When U.S. identity was “recoded” in international relations theory during World War II, the discipline turned its back on the analyses of the “new imperialism” of the 1920s. The turn was akin to the hastened recoding of Germany during World War I from exemplary “Teutonic constitutional” democracy to corrupt autocracy at home and from reformist liberal imperial power to brutish exploiters abroad, in Africa.
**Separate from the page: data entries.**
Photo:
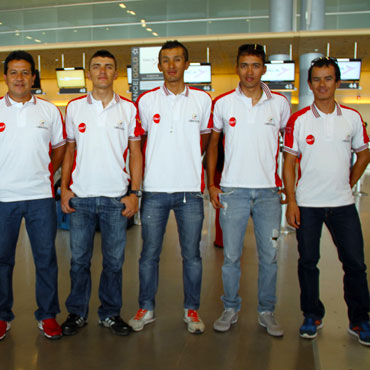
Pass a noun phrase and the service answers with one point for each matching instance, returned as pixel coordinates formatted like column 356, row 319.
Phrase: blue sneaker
column 309, row 328
column 361, row 331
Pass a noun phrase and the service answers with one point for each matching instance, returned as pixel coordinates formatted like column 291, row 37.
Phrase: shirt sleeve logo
column 310, row 139
column 82, row 127
column 42, row 125
column 156, row 118
column 232, row 121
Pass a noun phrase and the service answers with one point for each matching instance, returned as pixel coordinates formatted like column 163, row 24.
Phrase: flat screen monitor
column 350, row 69
column 198, row 73
column 279, row 71
column 70, row 78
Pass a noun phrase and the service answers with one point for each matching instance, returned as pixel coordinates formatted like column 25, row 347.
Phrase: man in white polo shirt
column 251, row 117
column 101, row 128
column 32, row 145
column 322, row 136
column 176, row 119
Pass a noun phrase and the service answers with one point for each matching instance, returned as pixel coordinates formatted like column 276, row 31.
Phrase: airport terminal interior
column 63, row 34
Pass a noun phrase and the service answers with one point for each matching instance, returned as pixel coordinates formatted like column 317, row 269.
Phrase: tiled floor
column 166, row 344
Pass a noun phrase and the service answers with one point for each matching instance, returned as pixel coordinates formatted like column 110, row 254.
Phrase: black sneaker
column 73, row 324
column 116, row 325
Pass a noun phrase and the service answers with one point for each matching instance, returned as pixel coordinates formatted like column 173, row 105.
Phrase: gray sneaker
column 228, row 317
column 268, row 321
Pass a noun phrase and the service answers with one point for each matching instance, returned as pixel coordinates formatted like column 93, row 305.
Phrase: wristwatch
column 138, row 193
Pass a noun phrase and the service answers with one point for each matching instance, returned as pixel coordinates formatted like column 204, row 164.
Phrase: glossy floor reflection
column 166, row 344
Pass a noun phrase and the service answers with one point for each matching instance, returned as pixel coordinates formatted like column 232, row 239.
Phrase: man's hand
column 213, row 197
column 132, row 205
column 283, row 199
column 66, row 195
column 293, row 215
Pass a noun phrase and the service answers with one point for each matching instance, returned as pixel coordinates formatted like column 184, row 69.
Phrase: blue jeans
column 155, row 210
column 40, row 217
column 113, row 238
column 345, row 229
column 264, row 206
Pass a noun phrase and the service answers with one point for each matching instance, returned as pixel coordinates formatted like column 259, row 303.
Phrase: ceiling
column 222, row 49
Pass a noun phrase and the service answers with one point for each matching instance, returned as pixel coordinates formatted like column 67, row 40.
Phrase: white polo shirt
column 174, row 124
column 323, row 143
column 101, row 136
column 28, row 133
column 251, row 137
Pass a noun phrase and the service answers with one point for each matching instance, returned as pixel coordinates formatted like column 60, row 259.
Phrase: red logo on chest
column 82, row 127
column 156, row 118
column 310, row 140
column 232, row 121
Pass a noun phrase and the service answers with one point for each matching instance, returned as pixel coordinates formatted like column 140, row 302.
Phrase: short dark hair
column 20, row 55
column 172, row 45
column 324, row 62
column 103, row 54
column 251, row 49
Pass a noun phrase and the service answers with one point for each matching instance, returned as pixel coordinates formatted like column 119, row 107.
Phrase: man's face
column 323, row 84
column 102, row 72
column 19, row 79
column 250, row 69
column 172, row 64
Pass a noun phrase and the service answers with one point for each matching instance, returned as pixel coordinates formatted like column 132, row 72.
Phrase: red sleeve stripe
column 289, row 129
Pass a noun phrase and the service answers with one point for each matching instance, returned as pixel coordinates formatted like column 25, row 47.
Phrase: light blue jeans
column 263, row 205
column 113, row 241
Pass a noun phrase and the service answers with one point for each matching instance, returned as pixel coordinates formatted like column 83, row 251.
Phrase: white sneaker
column 193, row 321
column 141, row 318
column 268, row 321
column 228, row 317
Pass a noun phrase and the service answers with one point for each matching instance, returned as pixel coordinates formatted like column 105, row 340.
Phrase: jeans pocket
column 117, row 202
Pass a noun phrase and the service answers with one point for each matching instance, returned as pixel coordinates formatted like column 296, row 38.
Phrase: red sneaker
column 51, row 328
column 4, row 327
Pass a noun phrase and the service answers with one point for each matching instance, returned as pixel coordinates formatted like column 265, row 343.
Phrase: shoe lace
column 193, row 314
column 117, row 320
column 140, row 313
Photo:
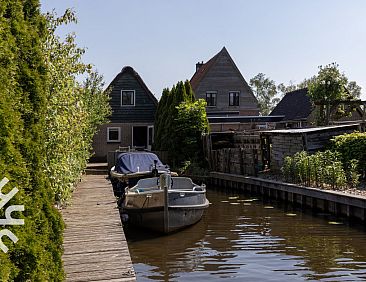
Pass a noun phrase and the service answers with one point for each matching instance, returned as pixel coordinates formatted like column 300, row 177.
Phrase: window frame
column 133, row 98
column 211, row 93
column 119, row 134
column 236, row 98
Scholarship on imperialism in the interwar years propelled the careers of young white international relations scholars, including Harry Barnes, Leslie Buell, Ed Earle, Leland Jenks, Parker Moon, and Quincy Wright.15 By the 1940s, the study of American imperialism had been abandoned and the Cold War’s leading international relations theorist, Hans Morgenthau, limited his discussion of the Caribbean in Politics among Nations (1948) to a paragraph or two on the U.S. acquisition of the Virgin Islands from Denmark in 1917.16

The record since that time affords many opportunities to gauge the seeming impossibility of reconciling the theory with the practice of the civilizing mission or of its cognate, race development that J. A. Hobson, the advocate for enlightened imperialism, first identified in 1902. I have discussed two such cases. (In any such effort, it’s important to keep in mind that after 1950 or so, the modifier “race” was dropped in favor of “economic” or “political” development and that “development” has since given way to “modern nation-building.”17) The first case is that of Harold Isaacs, who compared the lofty ideals of the Truman administration and Point IV aid with the brutal record of U.S. imperialism in Asia. This was the last time Isaacs deployed the imperialism concept. After that, he began a political twelve-step program at the Hoover Institution and from there, he joined MIT’s Center for International Studies. The incoming Kennedy administration tacitly acknowledged the reactionary nature of U.S. foreign policy in the 1950s. The new president called for recalibrating relationships, recognizing nationalism and not confusing it with communism, and embracing guided independence in Africa.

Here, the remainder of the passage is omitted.